« Dans la zone Asie-pacifique, la fréquence de la goutte s'accroît, probablement du fait de la conjonction de modifications de l'alimentation, avec notamment une augmentation de la consommation de bière, et d'un terrain génétique favorisant le développement d'une hyperuricémie », rapporte le Pr Thomas Bardin (hôpital Lariboisière, Paris).

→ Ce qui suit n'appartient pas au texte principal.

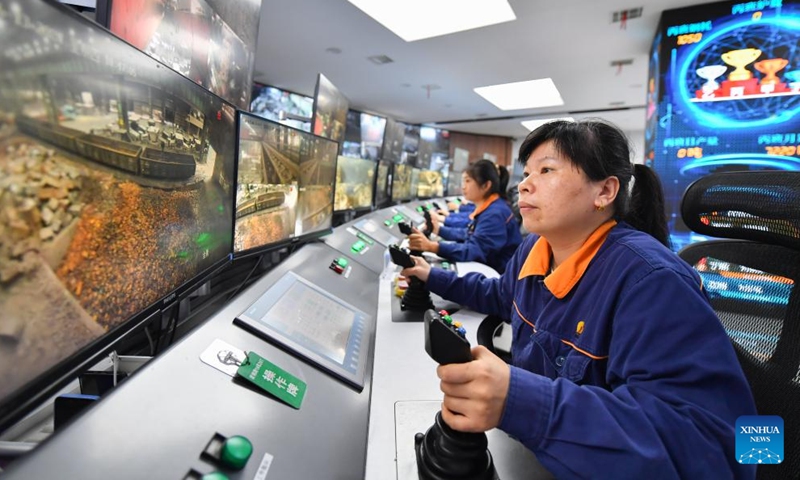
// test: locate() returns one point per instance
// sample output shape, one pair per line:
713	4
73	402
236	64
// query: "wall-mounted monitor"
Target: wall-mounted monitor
211	42
430	184
410	145
351	145
401	182
372	133
434	148
355	181
329	119
414	183
454	183
382	184
393	138
125	172
282	106
284	188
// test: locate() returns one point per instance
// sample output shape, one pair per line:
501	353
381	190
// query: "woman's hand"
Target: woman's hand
474	392
421	269
418	241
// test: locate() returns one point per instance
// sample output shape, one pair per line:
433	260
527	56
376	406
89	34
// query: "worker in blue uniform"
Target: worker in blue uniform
620	367
491	237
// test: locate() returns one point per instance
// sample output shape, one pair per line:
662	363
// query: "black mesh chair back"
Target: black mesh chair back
751	281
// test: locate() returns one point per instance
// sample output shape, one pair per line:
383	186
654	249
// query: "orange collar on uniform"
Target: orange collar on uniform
484	206
563	278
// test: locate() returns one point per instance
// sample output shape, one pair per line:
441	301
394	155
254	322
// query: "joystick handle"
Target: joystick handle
400	257
445	339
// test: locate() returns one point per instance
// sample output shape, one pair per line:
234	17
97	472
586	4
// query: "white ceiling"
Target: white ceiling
571	41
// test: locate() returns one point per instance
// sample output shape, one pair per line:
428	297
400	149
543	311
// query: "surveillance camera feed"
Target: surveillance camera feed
116	182
285	183
393	137
430	184
330	110
372	128
211	42
414	183
267	184
284	107
382	183
401	183
355	179
454	183
317	174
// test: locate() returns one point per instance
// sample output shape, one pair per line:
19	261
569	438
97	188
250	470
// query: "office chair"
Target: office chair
751	281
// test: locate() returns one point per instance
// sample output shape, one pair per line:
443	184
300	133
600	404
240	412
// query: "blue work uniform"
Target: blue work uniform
491	238
620	367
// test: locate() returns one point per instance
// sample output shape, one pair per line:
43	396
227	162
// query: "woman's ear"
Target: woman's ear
609	188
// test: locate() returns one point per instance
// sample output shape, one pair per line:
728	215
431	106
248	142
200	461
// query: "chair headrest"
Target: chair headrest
753	205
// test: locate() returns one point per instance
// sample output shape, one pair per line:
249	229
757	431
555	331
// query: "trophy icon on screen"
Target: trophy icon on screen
739	59
794	79
710	73
769	68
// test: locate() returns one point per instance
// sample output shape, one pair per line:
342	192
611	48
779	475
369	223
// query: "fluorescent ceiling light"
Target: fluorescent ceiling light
417	19
515	96
534	124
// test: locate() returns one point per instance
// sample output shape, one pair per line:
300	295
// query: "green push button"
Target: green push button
236	452
214	476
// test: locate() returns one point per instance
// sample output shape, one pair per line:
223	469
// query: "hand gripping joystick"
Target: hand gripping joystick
444	453
417	297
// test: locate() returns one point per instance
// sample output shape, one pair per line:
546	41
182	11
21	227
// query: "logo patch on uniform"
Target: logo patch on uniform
759	439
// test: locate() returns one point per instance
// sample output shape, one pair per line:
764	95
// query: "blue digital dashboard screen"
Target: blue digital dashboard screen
723	95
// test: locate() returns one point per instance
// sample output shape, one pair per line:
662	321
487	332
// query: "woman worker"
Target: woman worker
620	367
491	237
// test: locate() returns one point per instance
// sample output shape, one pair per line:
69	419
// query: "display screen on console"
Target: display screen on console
309	321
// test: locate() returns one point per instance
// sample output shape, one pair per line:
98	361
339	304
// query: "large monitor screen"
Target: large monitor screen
312	323
118	193
393	138
401	183
284	187
317	176
372	130
267	186
430	184
382	183
355	180
454	183
330	110
211	42
414	183
723	95
351	146
434	147
410	145
281	106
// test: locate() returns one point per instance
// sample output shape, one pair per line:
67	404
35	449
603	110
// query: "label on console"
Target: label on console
273	379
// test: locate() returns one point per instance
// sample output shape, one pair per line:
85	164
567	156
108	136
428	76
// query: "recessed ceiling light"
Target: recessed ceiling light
529	94
534	124
417	19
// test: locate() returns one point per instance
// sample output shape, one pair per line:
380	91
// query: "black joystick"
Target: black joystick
417	297
428	223
444	453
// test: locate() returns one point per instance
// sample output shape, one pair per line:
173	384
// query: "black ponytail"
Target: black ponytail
646	212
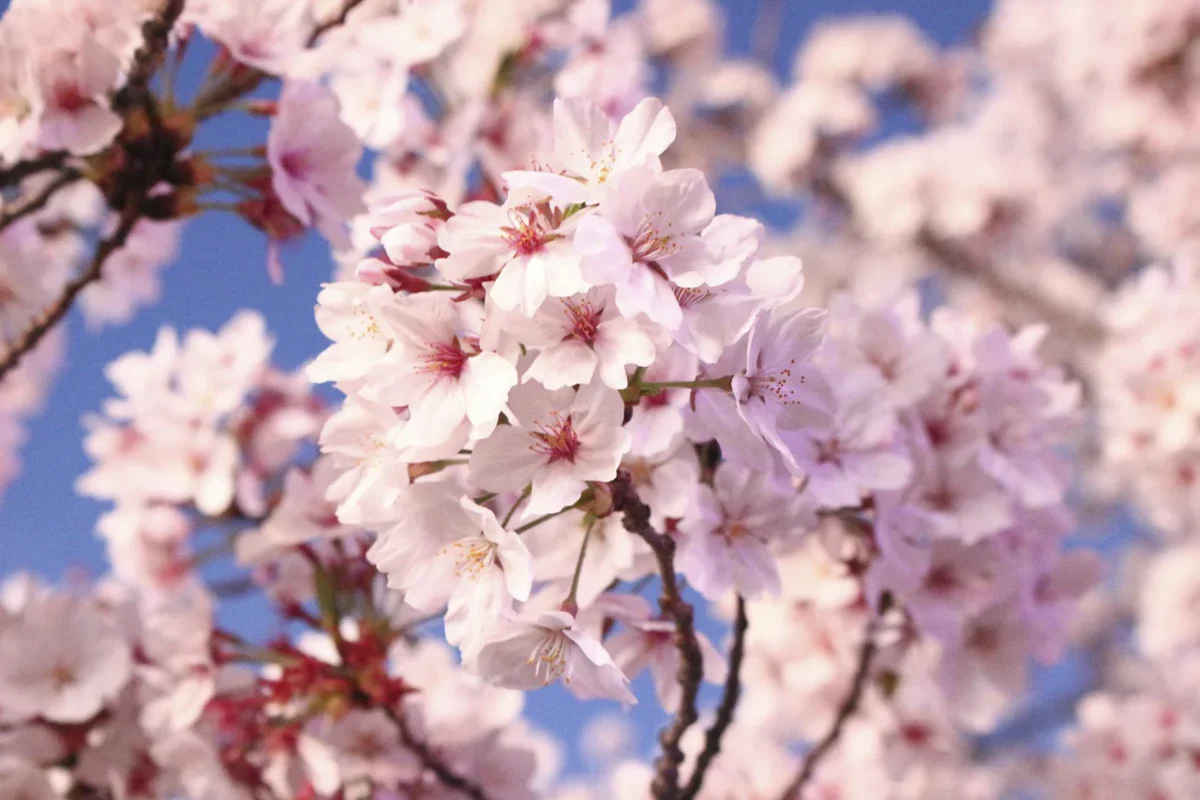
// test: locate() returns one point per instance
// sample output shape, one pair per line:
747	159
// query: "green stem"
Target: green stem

À Hô-Chi-Minh-Ville, au Vietnam, un centre spécialisé dans la prise en charge de la goutte, le centre médical Viên Gùt, reçoit de 2000 à 4 000 nouveaux consultants par an. Il constitue une source de données unique dans un pays où la goutte est encore très souvent traitée par la médecine traditionnelle, qui a un effet probable sur l'inflammation mais aucun sur l'uricémie. La très grande majorité des primo-consultants au Viên Gùt sont ainsi vierges de traitement hypo-uricémiant.
« La première leçon apprise de cette expérience, depuis 2014, est que l'absence de traitement de l'hyperuricémie conduit à des gouttes très sévères, évolution un peu oubliée en France où la maladie est considérée comme bénigne, souligne le Pr Bardin. D'énormes tophus, que nous opérons assez souvent, des arthropathies uratiques très destructrices (voir photo) sont vus tous les jours dans le centre et beaucoup de patients ne peuvent y venir qu'en brancards ou en chaises roulantes. ».
« Depuis 2015, nous utilisons systématiquement les traitements hypo-uricémiants selon les recommandations de l'EULAR, en association avec la médecine traditionnelle, qui, jusqu'à cette date, était utilisée seule. Cela fait redécouvrir l'effet bénéfique d'une baisse ciblée de l'uricémie sur ces gouttes historiques et revivre ce que nos maîtres ont connu lors de l'apparition de ces médicaments en France, en donnant l'occasion d'analyser leur effet avec une méthodologie moderne. La disparition des crises aiguës, la fonte des tophus, l'amélioration des arthropathies uratiques conduisent à une amélioration spectaculaire de la fonction et de la qualité de vie. ».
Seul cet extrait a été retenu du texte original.